In light of repeated translational failures with preclinical neuroprotection-based strategies, this preclinical study reevaluates brain swelling as an important pathological event in diabetic stroke and investigates underlying mechanism of the comorbidity-enhanced brain edema formation. Type 2 (mild), type 1 (moderate), and mixed type 1/2 (severe) diabetic mice were subjected to transient focal ischemia. Infarct volume, brain swelling, and IgG extravasation were assessed at 3 days post-stroke. Expression of vascular endothelial growth factor (VEGF)-A, endothelial-specific molecule-1 (Esm1), and the VEGF receptor 2 (VEGFR2) was determined in the ischemic brain. Additionally, SU5416, a VEGFR2 inhibitor, was treated in the type 1/2 diabetic mice, and stroke outcomes were determined. All diabetic groups displayed bigger infarct volume and brain swelling compared to nondiabetic mice, and the increased swelling was disproportionately larger relative to infarct enlargement. Diabetic conditions significantly increased VEGF-A, Esm1, and VEGFR2 expressions in the ischemic brain compared to nondiabetic mice. Notably, in diabetic mice, VEGFR2 mRNA levels were positively correlated with brain swelling, but not with infarct volume. Treatment with SU5416 in diabetic mice significantly reduced brain swelling. The study shows that brain swelling is a predominant pathological event in diabetic stroke and that an underlying event for diabetes-enhanced brain swelling includes the activation of VEGF signaling. This study suggests consideration of stroke therapies aiming at primarily reducing brain swelling for subjects with diabetes 2).

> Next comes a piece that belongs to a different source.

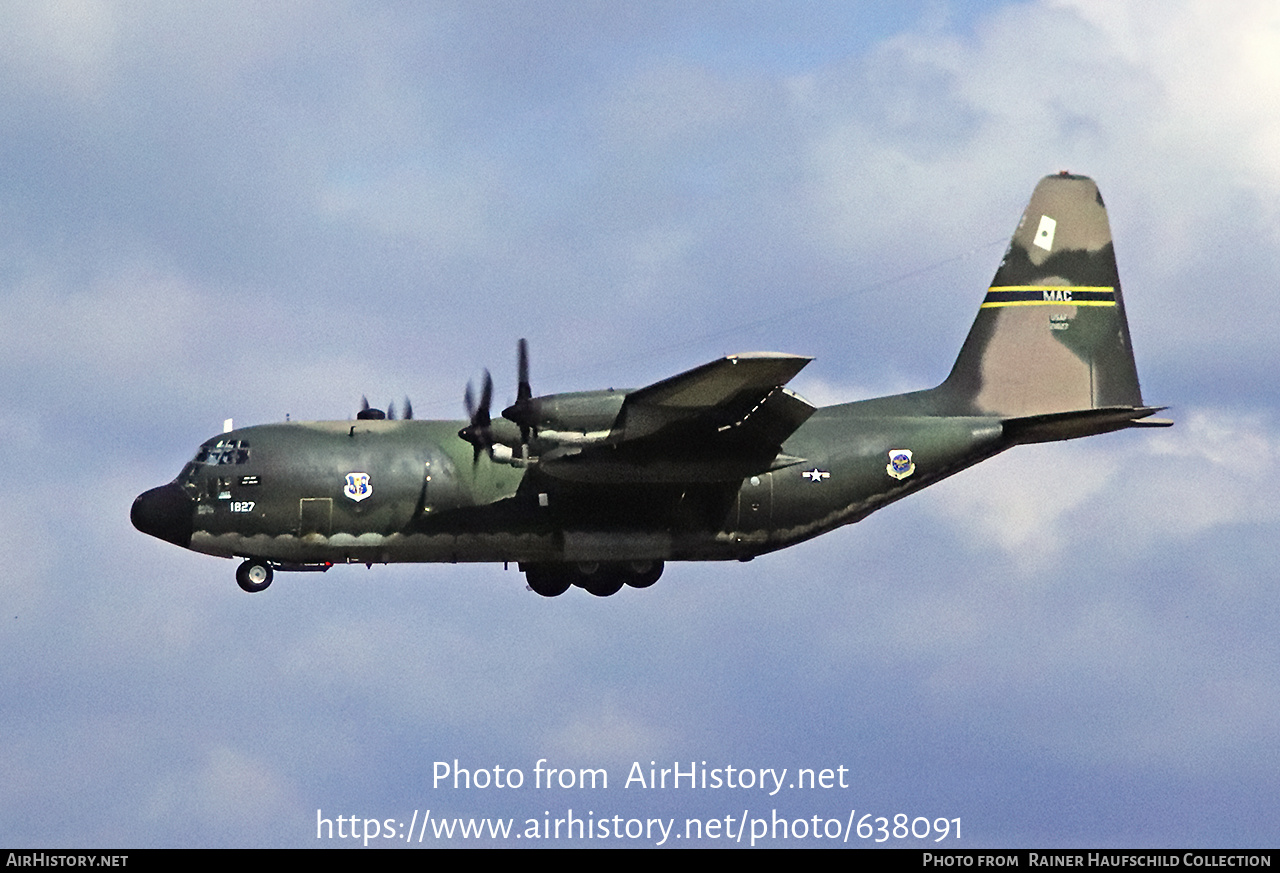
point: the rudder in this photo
(1051, 336)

Mishiro et al. examined the effect of hyperglycemia on hemorrhagic transformation at 24 hours after middle cerebral artery occlusion (MCAO) in streptozotocin (STZ) -induced diabetic mice.

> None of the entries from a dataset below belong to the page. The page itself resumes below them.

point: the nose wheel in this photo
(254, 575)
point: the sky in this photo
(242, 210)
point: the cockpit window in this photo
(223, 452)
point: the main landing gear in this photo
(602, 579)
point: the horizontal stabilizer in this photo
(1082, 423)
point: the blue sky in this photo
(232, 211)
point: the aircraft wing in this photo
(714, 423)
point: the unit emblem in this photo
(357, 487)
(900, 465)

They also examined the effects of high-glucose exposure for 6 days on cell death, mitochondrial functions and morphology in human brain microvascular endothelial cells (HBMVECs) or human endothelial cells derived from induced pluripotent stem cells (iCell endothelial cells). Hyperglycemia aggravated hemorrhagic transformation, but not infarction following stroke. High-glucose exposure increased apoptosis, capase-3 activity, and release of apoptosis inducing factor (AIF) and cytochrome c in HBMVECs as well as affected mitochondrial functions (decreased cell proliferation, ATP contents, mitochondrial membrane potential, and increased matrix metalloproteinase (MMP)-9 activity, but not reactive oxygen species production). Furthermore, morphological aberration of mitochondria was observed in diabetic cells (a great deal of fragmentation, vacuolation, and cristae disruption). A similar phenomena were seen also in iCell endothelial cells. In conclusion, chronic hyperglycemia aggravated hemorrhagic transformation after stroke through mitochondrial dysfunction and morphological alteration, partially via MMP-9 activation, leading to caspase-dependent apoptosis of endothelial cells of diabetic mice. Mitochondria-targeting therapy may be a clinically innovative therapeutic strategy for diabetic complications in the future 3).